US 12,135,747 B2
Cross-modal search systems and methods
Diane Larlus, La Tronche (FR); Jon Almazan, London (GB); Cesar De Souza, Grenoble (FR); Naila Murray, Grenoble (FR); and Rafael Sampaio De Rezende, Grenoble (FR)
Assigned to NAVER CORPORATION, Gyeonggi-Do (KR)
Filed by NAVER CORPORATION, Gyeonggi-do (KR)
Filed on Jun. 29, 2023, as Appl. No. 18/216,220.
Application 18/216,220 is a division of application No. 16/791,368, filed on Feb. 14, 2020, granted, now 11,734,352.
Prior Publication US 2023/0350951 A1, Nov. 2, 2023
Int. Cl. G06F 16/9032 (2019.01); G06F 16/9038 (2019.01); G06F 17/16 (2006.01); G06F 18/214 (2023.01); G06F 18/22 (2023.01); G06V 10/74 (2022.01); G06V 10/764 (2022.01); G06V 10/82 (2022.01)

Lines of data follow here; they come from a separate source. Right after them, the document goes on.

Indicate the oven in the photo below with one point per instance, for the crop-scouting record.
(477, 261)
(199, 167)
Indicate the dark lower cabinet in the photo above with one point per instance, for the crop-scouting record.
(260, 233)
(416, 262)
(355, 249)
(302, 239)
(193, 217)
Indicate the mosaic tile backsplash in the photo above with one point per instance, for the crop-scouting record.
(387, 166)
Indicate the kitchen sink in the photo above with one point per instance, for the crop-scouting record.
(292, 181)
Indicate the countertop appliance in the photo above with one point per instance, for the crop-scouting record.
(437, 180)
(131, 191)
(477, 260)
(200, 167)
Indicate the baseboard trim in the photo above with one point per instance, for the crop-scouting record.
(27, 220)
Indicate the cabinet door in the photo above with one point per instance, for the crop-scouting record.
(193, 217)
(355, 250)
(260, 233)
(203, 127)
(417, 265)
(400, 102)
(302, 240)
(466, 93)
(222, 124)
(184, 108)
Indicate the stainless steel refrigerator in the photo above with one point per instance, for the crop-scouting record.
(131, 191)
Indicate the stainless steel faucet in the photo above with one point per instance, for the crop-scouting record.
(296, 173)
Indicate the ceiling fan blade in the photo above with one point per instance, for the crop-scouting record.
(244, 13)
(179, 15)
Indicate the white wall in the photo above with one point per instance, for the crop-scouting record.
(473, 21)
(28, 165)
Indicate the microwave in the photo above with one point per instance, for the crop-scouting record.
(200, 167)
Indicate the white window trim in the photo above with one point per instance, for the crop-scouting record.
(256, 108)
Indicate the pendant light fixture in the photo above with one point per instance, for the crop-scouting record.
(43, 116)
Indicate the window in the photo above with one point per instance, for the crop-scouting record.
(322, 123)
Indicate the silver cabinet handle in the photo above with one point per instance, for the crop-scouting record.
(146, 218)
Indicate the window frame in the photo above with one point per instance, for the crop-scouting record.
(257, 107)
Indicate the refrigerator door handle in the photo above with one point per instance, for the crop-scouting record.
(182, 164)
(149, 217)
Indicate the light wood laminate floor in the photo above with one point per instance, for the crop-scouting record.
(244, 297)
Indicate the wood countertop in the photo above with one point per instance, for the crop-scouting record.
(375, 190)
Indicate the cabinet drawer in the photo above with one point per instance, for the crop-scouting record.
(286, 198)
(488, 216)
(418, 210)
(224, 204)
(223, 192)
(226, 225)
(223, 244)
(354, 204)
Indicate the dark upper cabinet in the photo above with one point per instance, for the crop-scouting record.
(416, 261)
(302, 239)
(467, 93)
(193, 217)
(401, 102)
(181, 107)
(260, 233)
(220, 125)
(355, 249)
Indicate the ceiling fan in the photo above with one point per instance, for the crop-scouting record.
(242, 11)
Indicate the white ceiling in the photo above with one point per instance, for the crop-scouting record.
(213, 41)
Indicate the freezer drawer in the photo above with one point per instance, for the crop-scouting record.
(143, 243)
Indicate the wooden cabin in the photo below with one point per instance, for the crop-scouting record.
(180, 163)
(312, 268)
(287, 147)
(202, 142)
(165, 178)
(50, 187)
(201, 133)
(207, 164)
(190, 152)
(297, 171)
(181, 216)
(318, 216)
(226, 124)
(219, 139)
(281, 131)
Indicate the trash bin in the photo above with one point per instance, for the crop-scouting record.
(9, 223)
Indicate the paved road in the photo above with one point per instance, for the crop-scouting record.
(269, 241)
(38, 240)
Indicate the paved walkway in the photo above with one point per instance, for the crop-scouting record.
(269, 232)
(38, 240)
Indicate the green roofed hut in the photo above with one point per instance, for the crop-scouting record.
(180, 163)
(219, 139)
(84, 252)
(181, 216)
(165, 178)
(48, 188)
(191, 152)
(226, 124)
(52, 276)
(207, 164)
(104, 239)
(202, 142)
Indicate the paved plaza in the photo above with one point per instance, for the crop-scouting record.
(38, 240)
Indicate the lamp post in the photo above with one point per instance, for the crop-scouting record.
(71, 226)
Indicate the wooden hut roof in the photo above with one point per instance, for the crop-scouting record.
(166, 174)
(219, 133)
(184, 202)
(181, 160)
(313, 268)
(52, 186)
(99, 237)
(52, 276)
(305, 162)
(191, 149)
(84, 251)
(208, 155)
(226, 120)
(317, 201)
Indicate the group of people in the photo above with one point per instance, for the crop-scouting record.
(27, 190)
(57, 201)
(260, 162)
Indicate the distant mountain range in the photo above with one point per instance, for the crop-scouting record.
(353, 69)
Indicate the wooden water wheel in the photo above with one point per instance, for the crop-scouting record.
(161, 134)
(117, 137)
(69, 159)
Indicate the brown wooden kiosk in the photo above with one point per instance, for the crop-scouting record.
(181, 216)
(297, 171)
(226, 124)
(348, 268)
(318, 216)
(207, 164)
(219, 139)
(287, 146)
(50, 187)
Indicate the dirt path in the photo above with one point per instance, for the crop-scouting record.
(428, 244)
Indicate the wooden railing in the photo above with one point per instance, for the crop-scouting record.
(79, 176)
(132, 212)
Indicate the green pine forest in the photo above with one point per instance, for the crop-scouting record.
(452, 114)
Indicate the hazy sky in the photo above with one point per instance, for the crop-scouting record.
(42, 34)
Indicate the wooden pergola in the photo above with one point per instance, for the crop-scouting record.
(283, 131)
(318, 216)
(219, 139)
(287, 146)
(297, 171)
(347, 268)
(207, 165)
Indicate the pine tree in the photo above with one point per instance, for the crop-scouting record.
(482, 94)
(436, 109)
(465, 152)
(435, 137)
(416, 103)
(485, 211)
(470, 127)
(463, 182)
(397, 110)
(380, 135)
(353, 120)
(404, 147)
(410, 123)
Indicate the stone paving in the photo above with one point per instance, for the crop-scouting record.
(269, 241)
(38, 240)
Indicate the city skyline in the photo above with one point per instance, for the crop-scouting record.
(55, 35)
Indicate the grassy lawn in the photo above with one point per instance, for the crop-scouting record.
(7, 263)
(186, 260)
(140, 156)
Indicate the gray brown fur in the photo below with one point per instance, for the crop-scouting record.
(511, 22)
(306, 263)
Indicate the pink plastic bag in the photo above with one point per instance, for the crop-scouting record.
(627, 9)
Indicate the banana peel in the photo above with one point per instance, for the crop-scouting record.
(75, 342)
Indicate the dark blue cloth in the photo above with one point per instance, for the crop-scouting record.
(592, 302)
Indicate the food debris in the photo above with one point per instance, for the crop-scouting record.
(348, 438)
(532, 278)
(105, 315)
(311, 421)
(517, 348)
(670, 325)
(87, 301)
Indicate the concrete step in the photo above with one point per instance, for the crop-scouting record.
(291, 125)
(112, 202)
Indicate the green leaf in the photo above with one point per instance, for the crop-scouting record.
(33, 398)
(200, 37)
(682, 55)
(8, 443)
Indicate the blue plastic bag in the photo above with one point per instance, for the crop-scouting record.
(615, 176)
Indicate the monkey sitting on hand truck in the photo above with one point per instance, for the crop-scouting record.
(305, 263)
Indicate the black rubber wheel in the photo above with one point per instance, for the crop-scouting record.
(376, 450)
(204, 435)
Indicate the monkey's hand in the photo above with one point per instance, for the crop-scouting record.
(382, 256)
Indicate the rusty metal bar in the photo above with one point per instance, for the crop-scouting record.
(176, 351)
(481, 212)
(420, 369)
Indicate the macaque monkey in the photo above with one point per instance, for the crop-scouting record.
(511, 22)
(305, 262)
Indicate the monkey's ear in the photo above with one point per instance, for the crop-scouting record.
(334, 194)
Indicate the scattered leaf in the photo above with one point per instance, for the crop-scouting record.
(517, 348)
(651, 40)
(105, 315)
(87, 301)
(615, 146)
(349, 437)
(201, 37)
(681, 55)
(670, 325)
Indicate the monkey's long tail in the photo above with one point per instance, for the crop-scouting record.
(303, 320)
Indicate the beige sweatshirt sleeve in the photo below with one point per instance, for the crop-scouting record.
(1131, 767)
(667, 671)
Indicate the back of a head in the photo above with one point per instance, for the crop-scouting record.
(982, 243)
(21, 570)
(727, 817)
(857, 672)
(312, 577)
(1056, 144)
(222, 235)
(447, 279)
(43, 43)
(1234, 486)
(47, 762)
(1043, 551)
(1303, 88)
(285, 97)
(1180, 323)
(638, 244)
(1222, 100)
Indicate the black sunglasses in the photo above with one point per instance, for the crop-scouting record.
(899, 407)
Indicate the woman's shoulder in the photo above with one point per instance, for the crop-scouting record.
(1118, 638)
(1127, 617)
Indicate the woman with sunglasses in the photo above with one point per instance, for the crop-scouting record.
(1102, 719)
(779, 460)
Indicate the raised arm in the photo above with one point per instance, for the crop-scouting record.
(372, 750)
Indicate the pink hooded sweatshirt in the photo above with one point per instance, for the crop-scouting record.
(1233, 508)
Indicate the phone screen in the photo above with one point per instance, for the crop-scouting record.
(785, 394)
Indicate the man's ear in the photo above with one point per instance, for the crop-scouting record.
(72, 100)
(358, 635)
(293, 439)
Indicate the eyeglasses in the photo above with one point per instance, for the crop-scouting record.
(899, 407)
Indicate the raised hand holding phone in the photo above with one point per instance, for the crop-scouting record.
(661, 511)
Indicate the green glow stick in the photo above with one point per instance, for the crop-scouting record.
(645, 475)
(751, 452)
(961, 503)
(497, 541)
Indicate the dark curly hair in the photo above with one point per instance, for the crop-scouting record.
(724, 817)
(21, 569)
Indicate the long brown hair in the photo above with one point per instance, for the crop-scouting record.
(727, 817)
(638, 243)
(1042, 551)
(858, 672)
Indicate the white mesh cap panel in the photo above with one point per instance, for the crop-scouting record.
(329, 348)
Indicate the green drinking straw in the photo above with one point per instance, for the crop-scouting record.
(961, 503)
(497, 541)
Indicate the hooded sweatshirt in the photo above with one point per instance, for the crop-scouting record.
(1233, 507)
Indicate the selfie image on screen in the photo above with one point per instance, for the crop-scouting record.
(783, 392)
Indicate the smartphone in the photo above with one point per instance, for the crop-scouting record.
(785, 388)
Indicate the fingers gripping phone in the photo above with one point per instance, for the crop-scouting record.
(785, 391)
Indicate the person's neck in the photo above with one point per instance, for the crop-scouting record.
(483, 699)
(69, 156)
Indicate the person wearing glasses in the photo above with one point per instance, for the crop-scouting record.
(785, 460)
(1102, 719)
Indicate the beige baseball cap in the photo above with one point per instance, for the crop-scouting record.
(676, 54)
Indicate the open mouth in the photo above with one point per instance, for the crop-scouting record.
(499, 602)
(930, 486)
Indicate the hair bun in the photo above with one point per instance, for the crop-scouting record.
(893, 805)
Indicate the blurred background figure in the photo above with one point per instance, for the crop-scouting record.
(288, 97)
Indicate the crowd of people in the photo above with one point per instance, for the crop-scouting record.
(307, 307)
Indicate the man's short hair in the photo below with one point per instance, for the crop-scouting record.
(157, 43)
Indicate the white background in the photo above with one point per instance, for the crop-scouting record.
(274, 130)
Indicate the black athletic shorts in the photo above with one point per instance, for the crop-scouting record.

CPC G06F 16/9032 (2019.01) [G06F 16/90332 (2019.01); G06F 16/9038 (2019.01); G06F 17/16 (2013.01); G06F 18/2148 (2023.01); G06F 18/22 (2023.01); G06V 10/761 (2022.01); G06V 10/764 (2022.01); G06V 10/82 (2022.01)] 20 Claims
OG exemplary drawing
 
1. A system for training a cross-modal search system, comprising:
a training dataset including first objects of a first modality and second objects of a second modality that are associated with the first objects, respectively,
wherein the first modality is different than the second modality, and
wherein the second objects include text that is descriptive of the first objects;
a first matrix including first relevance values indicative of relevance between the first objects and the second objects, respectively;
a second matrix including second relevance values indicative of relevance between the second objects and the first objects, respectively; and
a training module configured to:
split an embedding space into a plurality of bins, each of the bins corresponding to a predetermined range of distances from a query encoded into the embedding space;
assign ones of the second objects to ones of the bins based on distances between the second ones of the objects and a query encoded into the embedding space;
determine a ranking measure based on a number of the ones of the second objects assigned to the bins;
determine losses based on the ranking measure and the first and second matrices;
determine a final loss based on the losses;
train embedding functions based on the final loss; and
store the embedding functions in memory of a search module for cross-modal retrieval in response to receipt of search queries.